For the portion $\frac{\delta out}{\delta net}$ I have seen three different versions for how to compute the value:

  1. $\frac{\delta out}{\delta net}$ = $\phi'(out) = \phi(out) \times (1 - \phi(out))$
  2. $\frac{\delta out}{\delta net}$ = $\phi'(net)= \phi(net) \times (1 - \phi(net))$
  3. $\frac{\delta out}{\delta net}$ = $out \times (1 - out)$

Can somebody explain to me which one is correct and why? Or is there one which should be preferred?

  • 1
    $\begingroup$ Could you provide sources for the three different versions you have seen? $\endgroup$ Commented Jan 20, 2023 at 15:41
  • $\begingroup$ For 1. mattmazur.com/2015/03/17/a-step-by-step-backpropagation-example, for 2. towardsdatascience.com/… and for 3. ai.stackexchange.com/questions/5638/… $\endgroup$
    – HTH
    Commented Jan 22, 2023 at 12:34
  • $\begingroup$ Please clarify your specific problem or provide additional details to highlight exactly what you need.
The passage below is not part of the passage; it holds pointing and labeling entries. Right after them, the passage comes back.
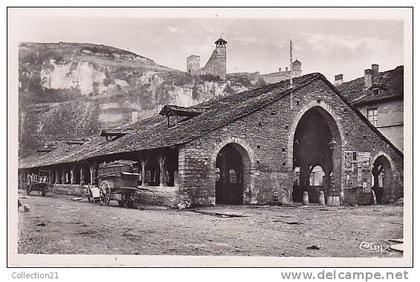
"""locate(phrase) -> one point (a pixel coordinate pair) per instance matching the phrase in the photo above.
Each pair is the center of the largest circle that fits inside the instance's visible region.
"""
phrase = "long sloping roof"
(391, 82)
(153, 133)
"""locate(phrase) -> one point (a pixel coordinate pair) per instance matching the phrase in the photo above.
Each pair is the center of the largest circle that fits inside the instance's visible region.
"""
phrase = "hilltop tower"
(216, 65)
(193, 65)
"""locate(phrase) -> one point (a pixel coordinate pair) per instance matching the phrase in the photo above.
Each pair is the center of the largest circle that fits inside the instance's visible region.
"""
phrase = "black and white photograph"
(210, 136)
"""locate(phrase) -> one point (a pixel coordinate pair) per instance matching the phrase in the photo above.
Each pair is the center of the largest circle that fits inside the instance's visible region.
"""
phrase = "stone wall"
(149, 195)
(70, 189)
(390, 120)
(267, 135)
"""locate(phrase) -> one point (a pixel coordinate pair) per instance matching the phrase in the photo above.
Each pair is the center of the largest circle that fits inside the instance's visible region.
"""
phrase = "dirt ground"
(65, 226)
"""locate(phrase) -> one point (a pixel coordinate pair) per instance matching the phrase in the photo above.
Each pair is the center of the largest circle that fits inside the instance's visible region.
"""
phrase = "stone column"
(176, 176)
(82, 176)
(143, 163)
(162, 170)
(72, 178)
(92, 173)
(63, 176)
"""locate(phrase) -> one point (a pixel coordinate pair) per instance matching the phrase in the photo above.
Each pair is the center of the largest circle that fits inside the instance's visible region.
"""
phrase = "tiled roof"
(390, 82)
(153, 133)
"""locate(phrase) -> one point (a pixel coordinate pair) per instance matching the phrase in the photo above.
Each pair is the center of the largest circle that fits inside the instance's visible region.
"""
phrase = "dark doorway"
(316, 155)
(231, 163)
(381, 173)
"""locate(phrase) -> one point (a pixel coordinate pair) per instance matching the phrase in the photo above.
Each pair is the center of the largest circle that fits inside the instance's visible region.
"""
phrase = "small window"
(372, 115)
(217, 174)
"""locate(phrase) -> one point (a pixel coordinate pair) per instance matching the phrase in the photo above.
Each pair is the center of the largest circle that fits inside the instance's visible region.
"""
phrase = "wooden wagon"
(118, 181)
(38, 182)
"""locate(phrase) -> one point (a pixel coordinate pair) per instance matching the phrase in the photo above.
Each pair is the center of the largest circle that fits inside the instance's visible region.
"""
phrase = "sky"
(328, 46)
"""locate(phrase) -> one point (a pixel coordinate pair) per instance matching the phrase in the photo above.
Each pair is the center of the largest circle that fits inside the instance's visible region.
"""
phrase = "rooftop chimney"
(368, 78)
(375, 71)
(338, 79)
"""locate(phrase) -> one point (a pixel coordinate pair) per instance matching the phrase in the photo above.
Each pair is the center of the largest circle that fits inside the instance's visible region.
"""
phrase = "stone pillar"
(57, 177)
(63, 176)
(176, 181)
(82, 176)
(162, 170)
(92, 173)
(72, 178)
(143, 163)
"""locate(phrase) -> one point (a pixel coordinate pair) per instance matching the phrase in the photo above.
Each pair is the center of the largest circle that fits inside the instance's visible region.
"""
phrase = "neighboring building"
(263, 146)
(193, 65)
(379, 96)
(275, 77)
(216, 65)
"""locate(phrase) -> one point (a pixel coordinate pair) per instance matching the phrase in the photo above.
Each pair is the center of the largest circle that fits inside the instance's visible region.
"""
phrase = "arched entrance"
(381, 174)
(316, 155)
(232, 174)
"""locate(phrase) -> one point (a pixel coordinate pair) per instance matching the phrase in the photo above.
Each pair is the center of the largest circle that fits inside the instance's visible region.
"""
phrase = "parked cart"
(118, 181)
(38, 182)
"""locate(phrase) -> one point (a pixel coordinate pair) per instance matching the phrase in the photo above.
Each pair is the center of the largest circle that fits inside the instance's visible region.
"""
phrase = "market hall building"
(257, 147)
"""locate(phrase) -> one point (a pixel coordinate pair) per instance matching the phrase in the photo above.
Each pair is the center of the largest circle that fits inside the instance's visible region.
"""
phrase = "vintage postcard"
(240, 137)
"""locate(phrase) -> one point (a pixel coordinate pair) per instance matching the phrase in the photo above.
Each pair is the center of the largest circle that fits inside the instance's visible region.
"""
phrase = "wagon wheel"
(126, 200)
(105, 192)
(29, 186)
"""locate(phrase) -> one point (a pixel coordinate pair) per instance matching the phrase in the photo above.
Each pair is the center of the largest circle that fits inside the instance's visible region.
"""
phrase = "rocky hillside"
(72, 90)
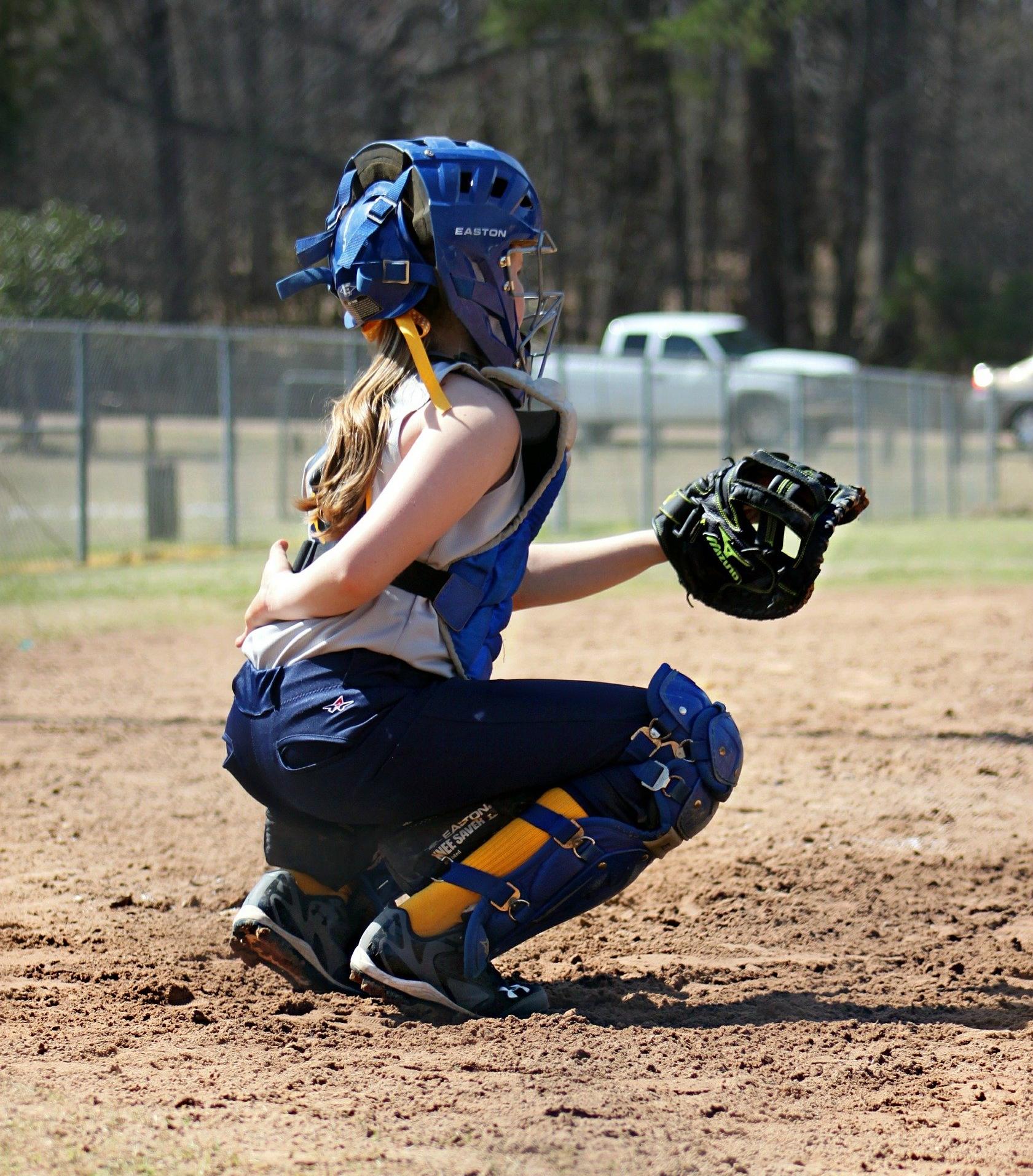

As it's currently written, it's hard to tell exactly what you're asking. $\endgroup$
    – Community Bot
    Commented Jan 25, 2023 at 19:48
  • $\begingroup$ If I'm understanding you, you have some input "x" and the output "out", but it's not clear to me what equations you are using to go from x to out. Are those the \sigma and \phi functions? $\endgroup$
    – Taw
    Commented Jan 25, 2023 at 19:49

1 Answer 1

  1. is always wrong. Most implementations then "silently" correct this error, even if the docstrings have this wrong variant, in the actual use it is done correctly.

  2. and 3. are the same, considering that $out=\phi(net)$. 3. is more economic if the activation is a solution of an autonomous ODE like with the logistic function. 2. is more generally true, especially if the activation function gets modified/perturbed by some linear function to avoid random behavior in the flat parts of the sigmoid at large values.